1. Amsterdam UMC, 2. Radboudumc, 3. Zaans Medisch Centrum, 4. Julius Clinical,

5. Franciscus Gasthuis, 6. Huisartsenpraktijk Thermion, 7. LUMC

s.driessen2@amsterdamumc.nl

Background:

Non-invasive liver tests (NITs) can detect advanced fibrotic MASLD and reduce unnecessary referrals. Yet data comparing numbers-needed-to-screen (NNS) in multiple lines of care are scarce. Therefore we introduced NLA2, the first Dutch MASLD care path, encompassing primary, secondary and tertiary clinics.

Methods:

Patients at cardiometabolic risk for MASLD were recruited from GPs, regional clinics and a UMC, whilst excluding other liver diseases.
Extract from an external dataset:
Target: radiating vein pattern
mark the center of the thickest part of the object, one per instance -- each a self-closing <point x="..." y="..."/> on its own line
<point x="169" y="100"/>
Simultaneous FIB4, Enhanced Liver Fibrosis (ELF)-test and vibration-controlled transient elastography (VCTE/FibroScan®) allowed testing of NIT combinations. FIB4 ≥3.25 and/or Liver Stiffness Measurement(LSM) ≥8.0 kPa indicated potential advanced fibrosis, prompting referral to hepatology. Referral patterns were compared to regular care between 2016-2023 using a predefined evaluation standard.

Results:

634 participants entered NLA2, 267 from primary, 136 from secondary and 229 from tertiary care. After exclusions, 604 were analysed. Median age was 60 years (51-68), 45.5% were women, 50.8% had obesity and 45.0% had T2DM. 54.1% had CAP ≥287 dB/m, indicating steatosis. 15.0% had LSM ≥8.0 kPa, yielding a NNS of 6.7. NNS was even lower in T2DM compared to non-diabetics; 4.3 vs 11.2. NNS decreased across lines of care: 11.1, 5.5 and 5.1 for primary, secondary and tertiary care respectively, inversely related to cardiometabolic comorbidities (mean number 2.2, 2.4, 2.9). ELF was available for 386 participants. 17.9% had ELF ≥9.8, yielding NNS of 5.6. Of 90 patients at risk for advanced fibrosis, 63 were referred to hepatology. Compared to regular care, NLA2 improved correct referrals 4-fold (RR 4.09; 95% CI 2.83-5.91). Unnecessary referral-rates decreased from 86% to 43%. In a 2-tiered algorithm in case of intermediate FIB4 (1.3-3.25), VCTE as second test would refer 6.5%; using ELF would refer 11.5%.

Conclusion:

The first Dutch MASLD care path study shows incrementally lower NNS for potential advanced liver fibrosis across multiple lines of care and significantly improved referral patterns. NNS in T2DM were remarkably lower compared to non-diabetics.